„Für mich war diese Begegnung ein Glücksfall“

Hans Mayer über seinen Lehrer Hans Kelsen

„Ich habe kaum jemals eine so reine, uneitle, scharfsinnige Denkarbeit zwischen einem großen Gelehrten und seinen Schülern erlebt. Dieser Professor kannte seinen Rang: er brauchte nicht aufzutrumpfen.“[1] Mit diesen Worten lobt Hans Mayer in dem Buch »Ein Deutscher auf Widerruf – Erinnerungen I« seinen juristischen Lehrer Hans Kelsen.

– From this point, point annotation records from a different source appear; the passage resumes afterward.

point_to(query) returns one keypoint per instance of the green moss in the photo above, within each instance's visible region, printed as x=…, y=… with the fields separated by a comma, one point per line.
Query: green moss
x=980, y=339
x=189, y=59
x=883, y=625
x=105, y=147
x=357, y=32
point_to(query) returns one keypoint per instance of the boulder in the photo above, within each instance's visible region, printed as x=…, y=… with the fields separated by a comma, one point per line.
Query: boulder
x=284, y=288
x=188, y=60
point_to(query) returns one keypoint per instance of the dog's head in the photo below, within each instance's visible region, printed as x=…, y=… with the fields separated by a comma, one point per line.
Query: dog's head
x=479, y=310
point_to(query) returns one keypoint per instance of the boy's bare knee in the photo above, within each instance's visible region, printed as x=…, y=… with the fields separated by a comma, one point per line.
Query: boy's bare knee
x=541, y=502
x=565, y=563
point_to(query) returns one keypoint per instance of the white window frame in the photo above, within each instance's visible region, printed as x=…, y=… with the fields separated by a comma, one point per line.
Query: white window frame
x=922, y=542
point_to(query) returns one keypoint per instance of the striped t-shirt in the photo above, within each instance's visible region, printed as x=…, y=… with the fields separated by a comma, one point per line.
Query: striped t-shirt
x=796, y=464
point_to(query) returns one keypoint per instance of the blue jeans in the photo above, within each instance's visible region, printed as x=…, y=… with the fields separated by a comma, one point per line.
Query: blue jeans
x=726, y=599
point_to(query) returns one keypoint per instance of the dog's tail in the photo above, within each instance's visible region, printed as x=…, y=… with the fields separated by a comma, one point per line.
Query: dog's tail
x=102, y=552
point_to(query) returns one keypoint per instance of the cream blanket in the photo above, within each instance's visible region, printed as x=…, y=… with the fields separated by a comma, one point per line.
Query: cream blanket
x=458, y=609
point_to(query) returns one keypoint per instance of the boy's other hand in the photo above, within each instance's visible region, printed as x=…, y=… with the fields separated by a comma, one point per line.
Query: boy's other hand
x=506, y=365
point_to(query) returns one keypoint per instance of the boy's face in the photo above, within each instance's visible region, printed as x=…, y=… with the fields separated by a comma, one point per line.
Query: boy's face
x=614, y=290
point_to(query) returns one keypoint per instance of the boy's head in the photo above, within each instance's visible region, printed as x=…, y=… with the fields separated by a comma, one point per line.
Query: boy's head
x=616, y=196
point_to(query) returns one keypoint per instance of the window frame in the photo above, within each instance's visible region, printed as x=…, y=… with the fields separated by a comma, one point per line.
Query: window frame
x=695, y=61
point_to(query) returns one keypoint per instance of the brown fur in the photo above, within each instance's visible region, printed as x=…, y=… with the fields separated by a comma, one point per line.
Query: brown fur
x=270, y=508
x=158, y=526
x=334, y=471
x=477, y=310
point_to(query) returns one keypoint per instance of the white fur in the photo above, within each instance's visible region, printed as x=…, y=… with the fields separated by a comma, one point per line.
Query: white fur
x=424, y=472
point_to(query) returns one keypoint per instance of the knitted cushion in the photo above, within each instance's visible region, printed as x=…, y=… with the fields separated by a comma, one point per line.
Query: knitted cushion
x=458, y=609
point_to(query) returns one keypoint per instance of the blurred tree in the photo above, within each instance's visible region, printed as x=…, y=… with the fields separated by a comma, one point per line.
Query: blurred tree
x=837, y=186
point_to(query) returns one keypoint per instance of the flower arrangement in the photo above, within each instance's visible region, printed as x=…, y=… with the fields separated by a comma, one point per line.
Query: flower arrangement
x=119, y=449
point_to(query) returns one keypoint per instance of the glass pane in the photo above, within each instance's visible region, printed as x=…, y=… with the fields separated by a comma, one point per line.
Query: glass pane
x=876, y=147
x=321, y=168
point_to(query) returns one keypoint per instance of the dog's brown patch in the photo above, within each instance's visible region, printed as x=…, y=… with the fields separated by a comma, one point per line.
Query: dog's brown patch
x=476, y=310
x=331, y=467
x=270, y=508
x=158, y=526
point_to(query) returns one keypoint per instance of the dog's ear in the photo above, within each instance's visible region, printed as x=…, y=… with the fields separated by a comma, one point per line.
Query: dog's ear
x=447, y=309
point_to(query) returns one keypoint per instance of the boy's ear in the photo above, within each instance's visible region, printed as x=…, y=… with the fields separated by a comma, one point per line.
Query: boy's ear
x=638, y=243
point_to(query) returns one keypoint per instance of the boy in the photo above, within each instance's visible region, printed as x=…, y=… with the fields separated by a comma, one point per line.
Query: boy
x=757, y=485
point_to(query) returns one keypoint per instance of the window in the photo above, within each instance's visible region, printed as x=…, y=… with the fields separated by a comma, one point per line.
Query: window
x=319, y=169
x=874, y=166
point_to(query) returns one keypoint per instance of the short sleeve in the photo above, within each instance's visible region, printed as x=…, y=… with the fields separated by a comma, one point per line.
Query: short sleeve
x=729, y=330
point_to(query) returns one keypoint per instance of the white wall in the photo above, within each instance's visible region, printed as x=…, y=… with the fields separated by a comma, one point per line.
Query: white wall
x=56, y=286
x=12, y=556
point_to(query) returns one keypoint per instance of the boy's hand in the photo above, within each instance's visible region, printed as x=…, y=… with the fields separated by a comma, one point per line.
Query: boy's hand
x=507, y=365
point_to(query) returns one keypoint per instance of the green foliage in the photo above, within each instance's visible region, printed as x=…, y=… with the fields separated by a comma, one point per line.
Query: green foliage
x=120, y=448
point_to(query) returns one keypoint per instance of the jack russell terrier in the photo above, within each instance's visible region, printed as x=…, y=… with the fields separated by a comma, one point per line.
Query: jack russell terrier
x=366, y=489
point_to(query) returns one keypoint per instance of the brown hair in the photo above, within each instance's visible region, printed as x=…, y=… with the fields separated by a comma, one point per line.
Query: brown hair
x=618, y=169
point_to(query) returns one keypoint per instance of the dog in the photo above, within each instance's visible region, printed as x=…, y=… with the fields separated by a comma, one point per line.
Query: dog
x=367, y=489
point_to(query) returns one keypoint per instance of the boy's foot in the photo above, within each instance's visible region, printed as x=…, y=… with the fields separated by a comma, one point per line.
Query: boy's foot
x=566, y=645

Das gleiche Zitat befindet sich in einer Graphic Novel die unter dem Titel »Gezeichnet« zu einer Ausstellung über Hans Kelsen zur Zeit im Juridicum in Wien zu sehen ist. Sie wurde aus Anlass des 100jährigen Jubiläums der Bundesverfassung Österreichs gestaltet und würdigt den maßgeblichen Autor der ältesten schriftlichen Verfassung, die in Europa noch seit ihrer Verabschiedung gilt. Abgesehen natürlich von der Zeit des Nazifaschismus in Österreich von 1938-1945.

Auf dem Weg nach Köln (Foto: HB)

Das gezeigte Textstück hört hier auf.